Brian Crews was next to speak against cancellation of the contract.
Crews said that his family was trying to figure out a way to contribute something to the county on behalf of their family.
“God willing, we will be paying a lot of taxes to the county from the Eagle Ford Shale,” Crews said.
Crews said his family is now having doubts about making a contribution in light of the court’s consideration of canceling the contract.
“I know you are in a bad spot but I think things can be great for this county and we are ready to help,” Crews said. “To help you meet your goal, which should be the same as ours.”
Commissioner Pete Jauer, who put the item on the agenda, said that he did not agree with the plan that calls for removal of the wings and there were other aspects of the plan he also did not agree with.
“Why tear off the best part of the building, to save the worst part?” Jauer asked.
Jauer said that THC indicated that they were reluctant to agree to significant changes from the current restoration plans.
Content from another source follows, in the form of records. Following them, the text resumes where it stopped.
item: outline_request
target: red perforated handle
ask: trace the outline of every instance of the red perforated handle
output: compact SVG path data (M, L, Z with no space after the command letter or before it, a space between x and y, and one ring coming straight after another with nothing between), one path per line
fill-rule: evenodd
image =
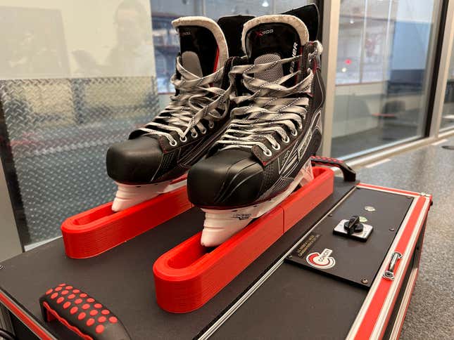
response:
M39 298L46 322L58 320L86 340L128 340L125 326L107 307L80 289L62 283Z

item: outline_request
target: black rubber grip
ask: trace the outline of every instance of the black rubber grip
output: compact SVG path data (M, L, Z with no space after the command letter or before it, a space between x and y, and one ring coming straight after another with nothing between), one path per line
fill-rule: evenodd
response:
M58 320L86 340L128 340L125 326L112 311L80 289L62 283L39 298L46 322Z
M312 156L310 162L313 165L324 165L327 166L336 166L342 171L344 181L354 182L356 181L356 173L348 166L345 162L336 158L322 157L320 156Z

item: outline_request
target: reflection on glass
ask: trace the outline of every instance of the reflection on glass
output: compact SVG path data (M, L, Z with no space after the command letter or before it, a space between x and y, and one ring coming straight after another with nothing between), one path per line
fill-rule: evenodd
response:
M440 1L346 0L332 155L422 136Z
M68 74L63 27L56 9L0 6L0 77Z
M454 53L451 54L448 72L445 103L443 105L440 125L440 129L443 130L454 128Z

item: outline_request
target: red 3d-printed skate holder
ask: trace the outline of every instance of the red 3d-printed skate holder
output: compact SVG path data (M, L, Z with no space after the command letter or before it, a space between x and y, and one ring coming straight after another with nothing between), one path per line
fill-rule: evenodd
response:
M185 177L175 183L184 181ZM106 203L66 219L61 225L66 254L73 259L99 255L191 208L186 185L121 211Z
M315 166L314 179L275 209L209 251L201 233L156 260L156 299L164 310L187 313L199 308L257 259L334 190L334 171Z

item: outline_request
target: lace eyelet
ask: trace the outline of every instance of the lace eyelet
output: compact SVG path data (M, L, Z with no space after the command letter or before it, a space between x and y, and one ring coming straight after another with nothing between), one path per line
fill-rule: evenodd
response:
M267 149L266 150L263 151L263 155L265 155L266 157L269 157L272 155L272 152L270 149Z

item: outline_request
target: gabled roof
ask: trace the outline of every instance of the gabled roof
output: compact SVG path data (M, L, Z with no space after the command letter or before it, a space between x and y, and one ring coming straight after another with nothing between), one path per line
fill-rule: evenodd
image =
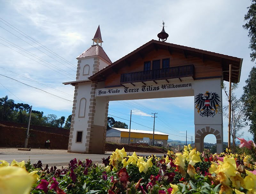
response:
M98 44L92 45L87 50L77 57L76 59L83 58L99 56L110 64L112 63L103 48Z
M119 128L114 128L112 127L111 128L120 131L124 131L124 132L129 132L129 129L123 129ZM132 133L147 133L148 134L153 134L153 132L150 131L144 131L144 130L137 130L137 129L131 129L131 132ZM165 136L169 135L167 134L165 134L163 133L155 131L154 133L156 134L159 135L164 135Z
M150 50L160 49L168 50L170 54L172 52L178 52L183 53L186 56L191 55L201 58L203 60L209 60L220 62L222 66L223 79L226 81L229 81L229 65L232 64L231 81L237 83L240 81L242 58L154 40L148 42L107 66L90 77L89 79L93 81L103 81L104 77L116 72L116 70L122 68L124 66L130 65L133 60L138 57L143 58Z

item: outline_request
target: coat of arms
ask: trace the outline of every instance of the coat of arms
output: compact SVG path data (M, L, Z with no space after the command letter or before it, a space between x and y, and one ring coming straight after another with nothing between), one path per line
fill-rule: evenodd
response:
M220 104L220 97L215 92L206 91L205 94L201 93L197 95L195 98L196 108L202 116L212 117L219 111Z

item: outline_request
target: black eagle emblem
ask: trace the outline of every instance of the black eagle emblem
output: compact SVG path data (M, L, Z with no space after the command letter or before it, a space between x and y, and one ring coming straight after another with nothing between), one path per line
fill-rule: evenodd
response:
M215 92L206 91L203 94L198 94L195 98L196 108L202 117L213 117L218 112L220 104L220 97Z

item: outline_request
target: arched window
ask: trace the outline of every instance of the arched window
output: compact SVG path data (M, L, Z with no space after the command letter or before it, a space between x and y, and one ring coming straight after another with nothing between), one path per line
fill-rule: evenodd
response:
M79 109L78 114L78 117L84 117L85 115L85 106L86 105L86 99L82 98L80 100L79 103Z
M90 66L88 64L86 64L84 67L84 69L83 71L83 75L88 75L89 74L89 70L90 70Z

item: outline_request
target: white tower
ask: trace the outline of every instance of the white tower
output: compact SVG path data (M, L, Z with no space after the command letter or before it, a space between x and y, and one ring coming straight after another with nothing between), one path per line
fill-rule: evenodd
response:
M88 78L112 62L101 47L103 41L99 25L92 40L92 45L76 58L76 81L63 83L75 86L69 152L101 153L105 150L102 145L105 147L108 102L107 99L97 101L101 110L97 111L95 90L98 83ZM96 112L106 115L105 120L97 120L94 118ZM98 138L93 138L93 136Z

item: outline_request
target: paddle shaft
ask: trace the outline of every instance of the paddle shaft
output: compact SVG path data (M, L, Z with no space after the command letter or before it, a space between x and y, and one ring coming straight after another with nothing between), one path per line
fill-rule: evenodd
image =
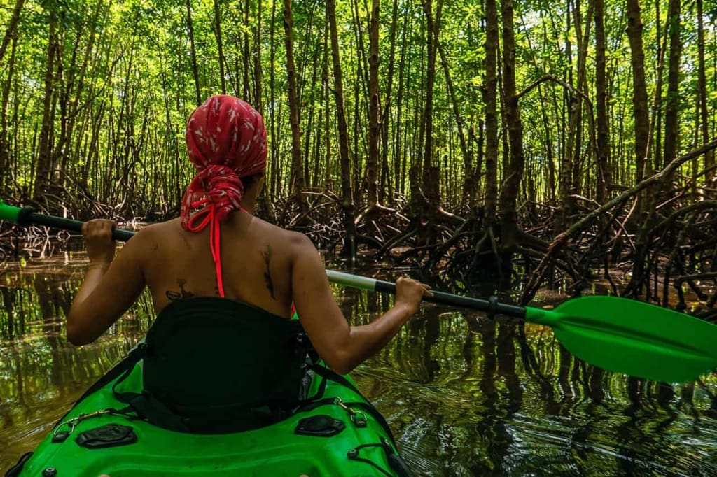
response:
M22 208L12 207L1 201L0 201L0 220L14 221L23 226L35 223L68 230L78 233L82 233L82 224L84 223L81 221L39 213L30 206L25 206ZM134 234L135 232L132 231L115 228L112 231L112 238L115 240L127 241L134 236ZM367 276L353 275L334 270L326 270L326 275L328 277L329 281L343 285L344 286L396 294L396 284L391 281L376 280L376 279ZM424 300L440 304L486 312L490 314L505 314L518 318L524 318L526 316L526 309L524 307L500 303L495 297L491 297L490 299L485 300L478 298L460 297L444 292L432 292L432 297L427 297L424 298Z

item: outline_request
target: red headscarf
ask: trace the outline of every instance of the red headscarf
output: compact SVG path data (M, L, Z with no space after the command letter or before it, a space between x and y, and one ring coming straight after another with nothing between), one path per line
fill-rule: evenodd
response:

County Judge Barbara Shaw said she believed that there were three options: Termination of the contract, suspension of the contract, or to do nothing in light of bills from the contractor related to delays in the originally agreed upon start date.
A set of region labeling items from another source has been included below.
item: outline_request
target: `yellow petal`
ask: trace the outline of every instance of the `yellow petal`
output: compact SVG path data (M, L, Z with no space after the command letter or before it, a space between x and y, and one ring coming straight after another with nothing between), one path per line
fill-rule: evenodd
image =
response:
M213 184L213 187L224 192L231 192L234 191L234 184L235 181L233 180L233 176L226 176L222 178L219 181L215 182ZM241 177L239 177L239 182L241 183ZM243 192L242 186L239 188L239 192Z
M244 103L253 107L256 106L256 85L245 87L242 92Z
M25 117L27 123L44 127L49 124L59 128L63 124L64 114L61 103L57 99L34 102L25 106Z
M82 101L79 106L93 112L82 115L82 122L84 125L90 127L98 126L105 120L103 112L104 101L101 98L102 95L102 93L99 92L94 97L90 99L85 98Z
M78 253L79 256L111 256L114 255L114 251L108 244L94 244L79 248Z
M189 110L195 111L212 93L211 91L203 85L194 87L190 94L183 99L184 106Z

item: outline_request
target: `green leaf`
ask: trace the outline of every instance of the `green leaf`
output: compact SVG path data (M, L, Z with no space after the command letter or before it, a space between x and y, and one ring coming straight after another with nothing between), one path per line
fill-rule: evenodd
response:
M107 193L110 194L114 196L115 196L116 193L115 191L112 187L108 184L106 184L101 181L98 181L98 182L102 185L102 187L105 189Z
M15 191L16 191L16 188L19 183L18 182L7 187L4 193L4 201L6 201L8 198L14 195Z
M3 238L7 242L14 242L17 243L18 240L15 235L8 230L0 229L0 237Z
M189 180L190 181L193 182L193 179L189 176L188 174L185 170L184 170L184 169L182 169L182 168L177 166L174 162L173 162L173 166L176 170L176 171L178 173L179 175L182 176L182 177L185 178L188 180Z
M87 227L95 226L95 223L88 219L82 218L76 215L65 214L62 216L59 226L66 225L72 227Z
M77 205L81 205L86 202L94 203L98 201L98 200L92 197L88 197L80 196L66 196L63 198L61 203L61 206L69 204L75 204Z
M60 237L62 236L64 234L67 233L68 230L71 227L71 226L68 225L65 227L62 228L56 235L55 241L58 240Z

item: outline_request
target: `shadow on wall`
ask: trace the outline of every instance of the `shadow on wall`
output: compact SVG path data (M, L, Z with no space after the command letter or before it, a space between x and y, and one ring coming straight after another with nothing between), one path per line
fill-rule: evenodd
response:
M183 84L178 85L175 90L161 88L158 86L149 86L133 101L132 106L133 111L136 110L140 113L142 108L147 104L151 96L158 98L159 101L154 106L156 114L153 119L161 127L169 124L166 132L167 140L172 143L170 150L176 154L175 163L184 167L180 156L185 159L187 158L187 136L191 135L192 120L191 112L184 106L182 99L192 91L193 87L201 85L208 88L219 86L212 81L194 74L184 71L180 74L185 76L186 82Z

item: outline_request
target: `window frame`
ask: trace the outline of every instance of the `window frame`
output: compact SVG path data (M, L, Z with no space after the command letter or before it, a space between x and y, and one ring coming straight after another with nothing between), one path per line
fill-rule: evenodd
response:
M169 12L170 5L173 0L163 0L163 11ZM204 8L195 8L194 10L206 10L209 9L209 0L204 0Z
As discussed in previous meetings, the Phase I Restoration project can not begin until the construction of the new annex building is complete and the courthouse is vacated. Because of these delays, the county is incurring expenses in the form of bills from M. J. Boyle, the contractor for the project.
“It’s not our fault that this isn’t going forward,” Shaw said.
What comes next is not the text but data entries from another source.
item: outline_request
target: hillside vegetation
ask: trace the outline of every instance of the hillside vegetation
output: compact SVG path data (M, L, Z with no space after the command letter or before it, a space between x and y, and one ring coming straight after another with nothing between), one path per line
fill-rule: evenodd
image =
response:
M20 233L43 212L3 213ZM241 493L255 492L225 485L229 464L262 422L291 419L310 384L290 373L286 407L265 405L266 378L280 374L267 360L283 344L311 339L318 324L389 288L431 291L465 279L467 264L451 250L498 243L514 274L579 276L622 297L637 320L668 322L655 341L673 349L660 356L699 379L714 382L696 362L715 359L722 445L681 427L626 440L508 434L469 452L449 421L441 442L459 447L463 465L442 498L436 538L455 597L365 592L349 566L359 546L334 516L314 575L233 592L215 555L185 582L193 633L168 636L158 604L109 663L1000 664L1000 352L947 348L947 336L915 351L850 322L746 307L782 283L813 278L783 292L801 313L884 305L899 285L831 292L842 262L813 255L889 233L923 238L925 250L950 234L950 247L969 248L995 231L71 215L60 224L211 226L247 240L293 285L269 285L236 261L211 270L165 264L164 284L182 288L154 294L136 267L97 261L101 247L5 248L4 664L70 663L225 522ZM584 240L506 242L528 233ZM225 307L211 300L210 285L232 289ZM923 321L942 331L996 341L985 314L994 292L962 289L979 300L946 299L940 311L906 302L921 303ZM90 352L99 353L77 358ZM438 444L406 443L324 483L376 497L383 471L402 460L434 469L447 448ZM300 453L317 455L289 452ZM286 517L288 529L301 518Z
Jauer said that a construction worker at the site of the new county annex building thought that the building would be finished around August 1.
Ross Fisher, an attorney advising the court in this matter, said the county would likely have to pay penalties as a result of the termination. The penalties would amount to profit, overhead and any work performed. Suspending the contract would mean that the county would still likely pay profit, overhead and work performed but the contractor would he asked to wait for payment until the contract is restarted, he said.
Shaw asked what would happen in regard to county’s agreement with the Texas Historical Commission if the contract were terminated.
“The language of the easement with the historical commission says that if the county chooses not to participate in the project before it receives any reimbursement for state funds, then the easement terminates on its own,” Fisher said.
Commissioner Carl Hummel asked about legal fees related to termination of the project contract.
“We won’t be looking at any attorney’s fees?” Hummel asked.
“Not unless somebody sues you,” Fisher said.
“What about all the money we’ve spent over the past 12 years?” Hummel asked.
“Those are different contracts, Carl,” County Attorney Robert Busselman said.
“That is still a cost,” Hummel said.
Hummel asked why these bills haven’t been submitted for reimbursement as part of the grant funding.
“That’s one of the big things,” Shaw said. “We don’t know where we are going.”
Shaw said that if the court chooses to do nothing, someone needs to negotiate with the contractor and THC to try to reach an agreement with new timelines.
Commissioner Jauer said the county should negotiate with the contractor and THC to hopefully reach an agreement that gives the county some leeway.
Commissioner James Rosales said the best thing would be to take no action on the item at this time and work with the contractor and THC to reach an agreement.
Commissioner Tracey Schendel agreed with Rosales.
“That’s what we discussed earlier,” Schendel said.
“The historical commission and M. J. Boyle would both have to make some adjustments, because we are not eating everything,” Shaw said related to expenses incurred as a result of project delays.
The court took no action on the agenda item, but agreed to have Commissioner Jauer enter into negotiations with the contractor and THC to reach a mutually agreeable solution.
The court rejected moving forward on a bond election related to funding the courthouse restoration on a 2-3 vote.
Later in the meeting County Judge Barbara Shaw and County Commissioner Pete Jauer voted in favor with moving forward toward calling the courthouse bond election, but Commissioners Hummel, Rosales and Schendel voted against, defeating the motion.